Does an Employment Tribunal, in deciding whether an employee who lives and works abroad is able to raise a claim of unfair dismissal in the UK, have to make a comparison between the employee’s connection with Great Britain and the employee’s connection with the foreign country?  No, said the Court of Appeal in the case of Creditsights Limited –v- Dhunna.

Mr Dhunna was employed by the UK subsidiary of a US company providing independent investment research to investors around the world.  Mr Dhunna was initially based in London and was subsequently transferred to Dubai.  When the Dubai office closed, Mr Dhunna to Singapore was dismissed and he raised a claim of unfair dismissal.  When deciding whether it had jurisdiction to hear Mr Dhunna’s claim, the Employment Tribunal (ET) concluded that Mr Dhunna had severed his links with the UK when he moved away and the he had only remained on the payroll of the UK subsidiary and received administrative support from them for Creditsights’ convenience.  Accordingly, the ET determined that Mr Dhunna did not have a sufficiently strong connection to Great Britain and with British employment law to allow his claim to proceed.  This decision was overturned by the Employment Appeals Tribunal (EAT), which held that the ET should have compared the strength of Mr Dhunna’s connections with Great Britain and British employment law with the strength of his connections with Dubai.  However, Creditsights Limited appealed against this decision and the Court of Appeal overturned the EAT’s decision, stating that such a comparative exercise was not necessary.  

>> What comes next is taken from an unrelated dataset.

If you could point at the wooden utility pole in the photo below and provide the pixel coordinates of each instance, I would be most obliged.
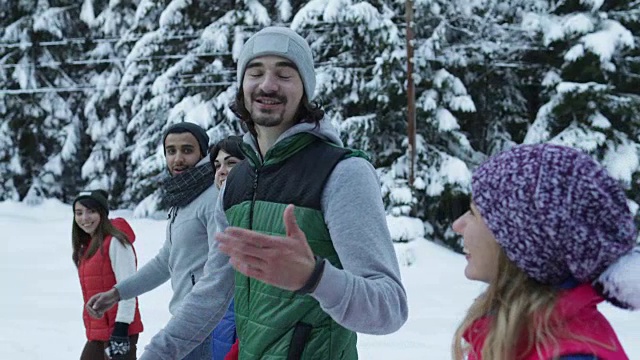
(411, 95)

The Court of Appeal confirmed that the general rule regarding the territorial jurisdiction of section 94(1) of the Employment Rights Act 1996 (the right not to be unfairly dismissed) is that an employee who is living and working, or is based, abroad at the time of his dismissal will not be covered, unless, he can demonstrate that he has a much stronger connection with both Great Britain and with British employment law than with any other system of law.  This means that in practice, for employees who live and work abroad, the ET must compare the employee’s connection with both locations and systems of law.  However, this case made it clear that the relative merits of the competing systems should not form part of that assessment.  The aim of the exercise is only to determine whether the employee will fall under the exception to the territorial jurisdiction rule by demonstrating that he has a stronger connection with Great Britain and British employment law, not to determine which legal system will be more favourable to the employee.  

Employers deploying individuals overseas should therefore be mindful of what “connection(s)” the employee retains with the UK as this will have a bearing on whether or not the employee will be able to establish jurisdiction in a UK Employment Tribunal.